Fundamental Ideas about Optical Fiber For Engineering Physics

Fundamental Ideas about Optical Fiber For Engineering Physics:

An optical fiber is a cylindrical dielectric wave guide (nonconducting wave guide) that transmits light along its axis, by the process of total internal reflection. The fiber consists of a core surrounded by a cladding layer, both of which are made of dielectric materials. To confine the optical signal in the core, the refractive index of the core must be greater than that of the cladding. The boundary between the core and cladding may either be abrupt, in step-index fiber, or gradual, in graded-index fiber.

Index of Refraction:

The index of refraction (or refractive index) is a way of measuring the speed of light in a material. Light travels
fastest in a vacuum, such as in outer space. The speed of light in a vacuum is about 300,000 kilometers (186,000 miles) per second. The refractive index of a medium is calculated by dividing the speed of light in a vacuum by the speed of light in that medium. The refractive index of a vacuum is therefore 1, by definition. A typical single mode fiber used for telecommunications has a cladding made of pure silica, with an index of 1.444 at 1,500 nm, and a core of doped silica with an index around 1.4475. The larger the index of refraction, the slower light travels in that medium. From this information, a simple rule of thumb is that a signal using optical fiber for communication will travel at around 200,000 kilometers per second. To put it another way, the signal will take 5 milliseconds to travel 1,000 kilometers in fiber. Thus a phone call carried by fiber between Sydney and New York, a 16,000-kilometer distance, means that there is a minimum delay of 80 milliseconds between when one caller speaks and the other hears.

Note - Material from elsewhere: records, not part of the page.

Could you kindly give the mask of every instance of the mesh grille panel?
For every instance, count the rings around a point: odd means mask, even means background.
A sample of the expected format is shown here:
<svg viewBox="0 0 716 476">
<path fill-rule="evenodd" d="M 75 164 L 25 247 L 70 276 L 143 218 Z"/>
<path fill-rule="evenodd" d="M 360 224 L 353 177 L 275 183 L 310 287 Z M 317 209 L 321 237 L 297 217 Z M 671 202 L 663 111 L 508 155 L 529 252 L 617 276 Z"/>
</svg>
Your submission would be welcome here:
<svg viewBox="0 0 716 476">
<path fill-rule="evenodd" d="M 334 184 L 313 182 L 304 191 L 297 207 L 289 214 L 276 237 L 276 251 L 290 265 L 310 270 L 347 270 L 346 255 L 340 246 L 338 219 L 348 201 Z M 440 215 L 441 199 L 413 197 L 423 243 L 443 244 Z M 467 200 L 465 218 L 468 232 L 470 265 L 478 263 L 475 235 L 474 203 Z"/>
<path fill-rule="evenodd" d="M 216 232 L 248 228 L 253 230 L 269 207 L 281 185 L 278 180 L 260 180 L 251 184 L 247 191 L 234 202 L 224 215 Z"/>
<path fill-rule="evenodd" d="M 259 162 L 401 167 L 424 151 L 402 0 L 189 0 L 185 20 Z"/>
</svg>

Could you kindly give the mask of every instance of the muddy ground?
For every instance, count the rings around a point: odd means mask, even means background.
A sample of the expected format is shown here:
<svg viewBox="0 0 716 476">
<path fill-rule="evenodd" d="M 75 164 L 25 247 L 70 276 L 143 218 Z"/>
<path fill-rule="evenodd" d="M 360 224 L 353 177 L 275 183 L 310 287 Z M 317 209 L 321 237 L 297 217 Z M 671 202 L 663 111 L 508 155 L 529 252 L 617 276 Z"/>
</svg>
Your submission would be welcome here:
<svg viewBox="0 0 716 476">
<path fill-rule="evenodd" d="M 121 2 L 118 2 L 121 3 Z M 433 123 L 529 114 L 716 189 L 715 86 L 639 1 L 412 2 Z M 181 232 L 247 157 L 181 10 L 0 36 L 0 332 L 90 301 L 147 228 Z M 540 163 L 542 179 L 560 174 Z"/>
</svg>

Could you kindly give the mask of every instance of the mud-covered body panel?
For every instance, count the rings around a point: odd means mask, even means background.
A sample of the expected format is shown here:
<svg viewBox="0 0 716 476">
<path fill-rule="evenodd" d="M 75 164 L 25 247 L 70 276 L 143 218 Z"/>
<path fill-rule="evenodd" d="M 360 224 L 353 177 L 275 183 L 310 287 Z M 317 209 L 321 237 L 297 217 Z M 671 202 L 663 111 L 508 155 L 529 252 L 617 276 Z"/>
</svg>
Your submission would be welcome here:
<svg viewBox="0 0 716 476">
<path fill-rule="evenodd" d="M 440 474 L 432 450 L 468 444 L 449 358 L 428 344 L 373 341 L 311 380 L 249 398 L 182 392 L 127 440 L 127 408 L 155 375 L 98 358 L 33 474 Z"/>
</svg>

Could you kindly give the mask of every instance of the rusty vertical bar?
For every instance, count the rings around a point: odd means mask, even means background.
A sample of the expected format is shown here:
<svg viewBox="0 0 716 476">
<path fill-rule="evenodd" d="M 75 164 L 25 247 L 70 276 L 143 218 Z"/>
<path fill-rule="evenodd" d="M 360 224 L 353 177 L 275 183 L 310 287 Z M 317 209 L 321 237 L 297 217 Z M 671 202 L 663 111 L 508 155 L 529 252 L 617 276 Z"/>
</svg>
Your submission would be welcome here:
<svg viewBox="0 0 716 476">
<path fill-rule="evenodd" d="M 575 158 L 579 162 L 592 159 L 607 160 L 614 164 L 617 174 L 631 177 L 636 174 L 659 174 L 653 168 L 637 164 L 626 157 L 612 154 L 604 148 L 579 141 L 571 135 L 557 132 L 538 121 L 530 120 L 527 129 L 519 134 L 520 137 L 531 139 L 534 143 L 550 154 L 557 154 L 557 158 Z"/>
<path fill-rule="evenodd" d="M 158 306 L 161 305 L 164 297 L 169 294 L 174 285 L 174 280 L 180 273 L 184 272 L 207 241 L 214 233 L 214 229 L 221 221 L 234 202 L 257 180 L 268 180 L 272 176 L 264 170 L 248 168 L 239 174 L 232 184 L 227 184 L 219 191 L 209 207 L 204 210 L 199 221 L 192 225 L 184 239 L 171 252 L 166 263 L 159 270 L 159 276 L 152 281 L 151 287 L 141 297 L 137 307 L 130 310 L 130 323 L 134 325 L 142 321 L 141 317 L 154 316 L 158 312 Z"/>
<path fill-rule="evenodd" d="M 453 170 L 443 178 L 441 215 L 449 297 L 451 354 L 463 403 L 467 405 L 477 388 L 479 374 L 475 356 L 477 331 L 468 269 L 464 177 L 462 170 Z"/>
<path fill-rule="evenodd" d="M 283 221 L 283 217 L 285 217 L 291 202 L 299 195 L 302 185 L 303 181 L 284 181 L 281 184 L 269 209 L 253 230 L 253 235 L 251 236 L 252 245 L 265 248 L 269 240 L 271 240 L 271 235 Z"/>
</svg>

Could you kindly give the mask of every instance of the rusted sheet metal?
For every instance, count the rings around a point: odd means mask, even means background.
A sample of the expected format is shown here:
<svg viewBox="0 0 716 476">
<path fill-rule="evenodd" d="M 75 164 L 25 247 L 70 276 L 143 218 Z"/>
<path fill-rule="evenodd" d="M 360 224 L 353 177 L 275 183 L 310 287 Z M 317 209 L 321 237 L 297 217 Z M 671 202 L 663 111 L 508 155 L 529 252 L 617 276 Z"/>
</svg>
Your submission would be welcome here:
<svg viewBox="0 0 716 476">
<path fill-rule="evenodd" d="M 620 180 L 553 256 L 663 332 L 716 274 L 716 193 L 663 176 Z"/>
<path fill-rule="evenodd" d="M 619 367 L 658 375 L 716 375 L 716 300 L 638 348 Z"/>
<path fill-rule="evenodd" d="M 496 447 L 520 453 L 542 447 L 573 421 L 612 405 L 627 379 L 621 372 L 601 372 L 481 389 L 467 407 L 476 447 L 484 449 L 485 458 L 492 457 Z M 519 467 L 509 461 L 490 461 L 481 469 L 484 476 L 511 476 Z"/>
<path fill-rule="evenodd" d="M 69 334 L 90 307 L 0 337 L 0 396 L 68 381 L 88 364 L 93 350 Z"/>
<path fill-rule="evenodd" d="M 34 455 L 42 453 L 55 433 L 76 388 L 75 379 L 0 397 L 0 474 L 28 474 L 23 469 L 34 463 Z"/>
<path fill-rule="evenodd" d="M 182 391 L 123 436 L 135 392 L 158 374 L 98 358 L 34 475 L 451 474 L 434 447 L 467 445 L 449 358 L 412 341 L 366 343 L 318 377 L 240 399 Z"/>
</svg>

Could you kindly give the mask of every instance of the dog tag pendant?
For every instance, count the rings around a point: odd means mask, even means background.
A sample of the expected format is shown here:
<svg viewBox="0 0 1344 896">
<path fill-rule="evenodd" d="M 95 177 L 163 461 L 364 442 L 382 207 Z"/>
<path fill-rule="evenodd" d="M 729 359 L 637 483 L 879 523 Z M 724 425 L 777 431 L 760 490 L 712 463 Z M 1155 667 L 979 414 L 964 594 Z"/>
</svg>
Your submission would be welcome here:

Total Internal Reflection:

When light traveling in an optically dense medium hits a boundary at a steep angle (larger than the critical angle for
the boundary), the light is completely reflected. This is called total internal reflection. This effect is used in optical fibers to confine light in the core. Light travels through the fiber core, bouncing back and forth off the boundary between the core and cladding. Because the light must strike the boundary with an angle greater than the critical angle, only light that enters the fiber within a certain range of angles can travel down the fiber without leaking out. This range of angles is called the acceptance cone of the fiber. The size of this acceptance cone is a function of the refractive index difference between the fiber’s core and cladding.

In simpler terms, there is a maximum angle from the fiber axis at which light may enter the fiber so that it will propagate, or travel, in the core of the fiber. The sine of this maximum angle is the numerical aperture (NA) of the fiber. Fiber with a larger NA requires less precision to splice and work with than fiber with a smaller NA. Single-mode fiber has a small NA.